Mutiny at the Margins: New Perspectives on the Indian Uprising of 1857: Volume I: Anticipations and Experiences in the Locality

Front Cover
Crispin Bates
SAGE Publications, Mar 26, 2013 - History - 284 pages
The Mutiny at the Margins series takes a fresh look at the Revolt of 1857 from a variety of original and unusual perspectives, focusing in particular on neglected socially marginal groups and geographic areas which have hitherto tended to be unrepresented in studies of this cataclysmic event in British imperial and Indian historiography.

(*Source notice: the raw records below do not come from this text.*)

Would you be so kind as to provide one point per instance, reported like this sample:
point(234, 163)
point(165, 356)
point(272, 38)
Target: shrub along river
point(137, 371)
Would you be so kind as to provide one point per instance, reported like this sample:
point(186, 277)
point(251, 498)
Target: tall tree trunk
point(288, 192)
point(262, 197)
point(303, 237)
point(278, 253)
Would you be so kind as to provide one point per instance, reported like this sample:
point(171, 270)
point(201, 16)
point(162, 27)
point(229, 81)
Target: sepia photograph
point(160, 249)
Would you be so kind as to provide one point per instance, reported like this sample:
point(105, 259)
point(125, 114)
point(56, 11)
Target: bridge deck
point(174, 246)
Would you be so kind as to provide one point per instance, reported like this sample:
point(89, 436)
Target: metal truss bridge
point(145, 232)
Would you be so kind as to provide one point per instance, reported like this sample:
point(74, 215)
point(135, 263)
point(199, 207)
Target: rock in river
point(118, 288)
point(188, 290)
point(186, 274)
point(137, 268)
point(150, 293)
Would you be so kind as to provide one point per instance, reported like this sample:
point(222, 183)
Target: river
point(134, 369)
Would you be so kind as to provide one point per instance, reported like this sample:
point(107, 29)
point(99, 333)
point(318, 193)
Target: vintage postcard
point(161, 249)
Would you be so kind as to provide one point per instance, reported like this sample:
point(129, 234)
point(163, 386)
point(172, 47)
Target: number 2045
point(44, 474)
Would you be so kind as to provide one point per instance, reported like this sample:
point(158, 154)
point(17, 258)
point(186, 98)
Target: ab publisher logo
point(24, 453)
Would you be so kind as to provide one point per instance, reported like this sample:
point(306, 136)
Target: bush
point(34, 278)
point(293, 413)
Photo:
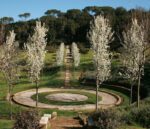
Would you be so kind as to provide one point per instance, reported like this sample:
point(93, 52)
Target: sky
point(37, 8)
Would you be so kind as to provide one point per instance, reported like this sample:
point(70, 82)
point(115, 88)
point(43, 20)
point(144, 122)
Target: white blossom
point(36, 50)
point(8, 55)
point(60, 55)
point(8, 64)
point(100, 35)
point(133, 53)
point(75, 54)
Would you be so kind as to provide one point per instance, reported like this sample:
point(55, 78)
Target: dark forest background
point(73, 25)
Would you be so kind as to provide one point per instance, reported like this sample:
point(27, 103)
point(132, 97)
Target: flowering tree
point(36, 54)
point(75, 54)
point(134, 55)
point(60, 55)
point(8, 65)
point(100, 35)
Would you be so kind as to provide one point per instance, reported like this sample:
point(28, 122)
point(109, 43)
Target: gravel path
point(108, 100)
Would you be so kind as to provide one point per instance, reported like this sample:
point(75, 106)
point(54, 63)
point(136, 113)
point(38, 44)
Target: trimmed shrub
point(27, 120)
point(106, 119)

Anticipations and Experiences in the Locality (Volume 1) centres on unrest and disorder in the long history of resistance to colonial rule (the belli Britannica) prior to 1857, and the impact of the revolt itself in diverse localities within India.

About the author (2013)

Crispin Bates is Professor of Modern and Contemporary South Asian History in the School of History, Classics and Archaeology, University of Edinburgh and ‘former director’ of the University’s Centre for South Asian Studies. He has published extensively on tribal, peasant and labour history in India and the history of Indian overseas migration. His publications include Subalterns and Raj: South Asia since 1600 (2007); (with Subho Basu) Rethinking Indian Political Institutions (2005), Beyond Representation: Constructions of Identity in Colonial and Postcolonial India (2005), and (with Alpa Shah) Savage Attack: Tribal Insurgency in India (2014). Between 2006 and 2008, he was the Principal Investigator in a major Arts and Humanities Research Council (AHRC)-funded research project concerning the Indian Uprising, based at the University of Edinburgh.